Step past airport security
The footstep system that aims to cut queues.
HOW YOU WALK is special– and is as good at identifying us as our fingerprints. Footstep recognition systems could replace other biometrics for security and identity confirmation, letting us keep walking instead of queuing and waiting at airports.
That’s according to Omar Costilla-Reyes, a researcher at the University of Manchester. He has built a floor sensor system and paired it with a neural network algorithm to identify people by their footsteps, which have 24 different characteristics. And it works, with an encouraging 0.7 error rate per hundred people. Here, he reveals how the system works.
Gait analysis isn’t new. What have you done differently here? This is not something we’ve created, but what we did differently is footstep analysis [rather than gait]. That means we only need two footsteps to recognise you, while most studies focus on larger gait, so you have to walk more steps, as many as six. The second difference is that we have a new algorithm that’s using neural networks, and that’s the first time it’s used for footstep recognition.

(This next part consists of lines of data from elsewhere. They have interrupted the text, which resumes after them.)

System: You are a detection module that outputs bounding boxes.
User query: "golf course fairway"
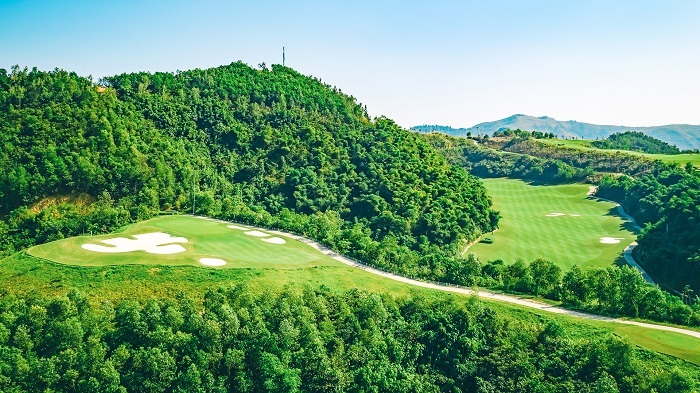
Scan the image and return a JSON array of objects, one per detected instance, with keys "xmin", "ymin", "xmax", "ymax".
[
  {"xmin": 28, "ymin": 216, "xmax": 337, "ymax": 269},
  {"xmin": 467, "ymin": 178, "xmax": 636, "ymax": 271}
]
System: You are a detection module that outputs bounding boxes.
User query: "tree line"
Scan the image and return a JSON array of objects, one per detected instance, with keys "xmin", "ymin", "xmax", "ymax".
[
  {"xmin": 0, "ymin": 63, "xmax": 498, "ymax": 280},
  {"xmin": 591, "ymin": 131, "xmax": 681, "ymax": 154},
  {"xmin": 0, "ymin": 286, "xmax": 699, "ymax": 393}
]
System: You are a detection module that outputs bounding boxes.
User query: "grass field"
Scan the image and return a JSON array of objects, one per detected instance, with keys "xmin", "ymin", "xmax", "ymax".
[
  {"xmin": 614, "ymin": 326, "xmax": 700, "ymax": 365},
  {"xmin": 540, "ymin": 139, "xmax": 700, "ymax": 167},
  {"xmin": 0, "ymin": 216, "xmax": 700, "ymax": 365},
  {"xmin": 468, "ymin": 179, "xmax": 636, "ymax": 270},
  {"xmin": 28, "ymin": 216, "xmax": 338, "ymax": 269}
]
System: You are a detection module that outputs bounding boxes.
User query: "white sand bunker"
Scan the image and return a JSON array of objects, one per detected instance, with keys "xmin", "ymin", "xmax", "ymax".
[
  {"xmin": 600, "ymin": 237, "xmax": 623, "ymax": 244},
  {"xmin": 81, "ymin": 232, "xmax": 187, "ymax": 254},
  {"xmin": 199, "ymin": 258, "xmax": 226, "ymax": 266},
  {"xmin": 260, "ymin": 237, "xmax": 287, "ymax": 244},
  {"xmin": 245, "ymin": 231, "xmax": 270, "ymax": 237}
]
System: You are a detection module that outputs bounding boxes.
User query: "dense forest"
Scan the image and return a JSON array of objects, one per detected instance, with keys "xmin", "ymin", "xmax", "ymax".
[
  {"xmin": 0, "ymin": 63, "xmax": 498, "ymax": 281},
  {"xmin": 425, "ymin": 133, "xmax": 593, "ymax": 183},
  {"xmin": 598, "ymin": 165, "xmax": 700, "ymax": 294},
  {"xmin": 487, "ymin": 138, "xmax": 700, "ymax": 297},
  {"xmin": 591, "ymin": 131, "xmax": 681, "ymax": 154},
  {"xmin": 425, "ymin": 133, "xmax": 700, "ymax": 318},
  {"xmin": 485, "ymin": 138, "xmax": 659, "ymax": 176},
  {"xmin": 0, "ymin": 287, "xmax": 699, "ymax": 393}
]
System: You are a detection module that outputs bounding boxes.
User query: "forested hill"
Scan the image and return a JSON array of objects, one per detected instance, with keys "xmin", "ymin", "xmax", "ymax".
[
  {"xmin": 0, "ymin": 63, "xmax": 497, "ymax": 281},
  {"xmin": 591, "ymin": 131, "xmax": 681, "ymax": 154},
  {"xmin": 412, "ymin": 115, "xmax": 700, "ymax": 150}
]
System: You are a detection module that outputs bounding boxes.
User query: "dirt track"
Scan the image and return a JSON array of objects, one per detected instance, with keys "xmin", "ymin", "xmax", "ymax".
[{"xmin": 191, "ymin": 216, "xmax": 700, "ymax": 339}]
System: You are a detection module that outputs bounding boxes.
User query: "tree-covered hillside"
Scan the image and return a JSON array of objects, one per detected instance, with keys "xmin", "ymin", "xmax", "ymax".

How does it measure your footstep? There are four platforms. When you start walking, you focus weight on the front side of your foot, then you complete the footstep and lift the heel. We measure the force and temporal signal from the moment you start walking until you step off; that’s your style that our algorithm analyses.
And then we can check who we think you are based on your walking characteristics. Shoes don’t matter, there’s something very special about your walk that’s not about your shoe but the style of your walk, which doesn’t change. It characterises you as a unique person.
How would this work in an airport? What passengers have to do is nothing – just walk normally. If it’s installed before the passport window, you just walk up, with the sensors installed below the floor… that capture the signals. The model needs to be trained, so the first time you go to the airport they capture the data to identify your signal. They would correlate your footstep to the identification you show, like your passport, in a database. Eventually we reach a point where we have enough data.
For future crossings through a checkpoint, it could be an extra layer of security [alongside your passport photo or fingerprint], and once it is established, they could drop other modalities. If everything goes okay, we would reach a point where you don’t have to show your fingerprint anymore, because we could use your footstep. But to do that, we need time to prove the system is resilient and works in the real world.
Why is this better than a fingerprint or other biometric? Every biometric has advantages and disadvantages – none are perfect. But the special thing about behavioural biometrics, like how we walk, versus a physical feature such as a fingerprint… this is unobtrusive. You don’t need to film anyone or make them wait; this could accelerate how people go through an airport. Imagine if you don’t have to wait in a line to see an officer to show a fingerprint or take a photo, you just walk straight.
How accurate is it in your tests? With one scenario we have almost reached 100%. We test on other scenarios, so the performance changes. The dataset we collected was very large; we had 127 users on this database of 20,000 footsteps to develop the AI algorithms based on this large data set, so we can prove it’s resilient over a large number of users.
What are you working on next? It will be interesting to mix the technologies. It won’t just be fingerprints or footsteps, it will be a more complex process. I think that will be another approach, to combine biometrics. Another future direction is to capture a longer gait, as at an airport you can capture ten footsteps or more, so we’d build a sensor that can capture more signals and see how our AI models perform.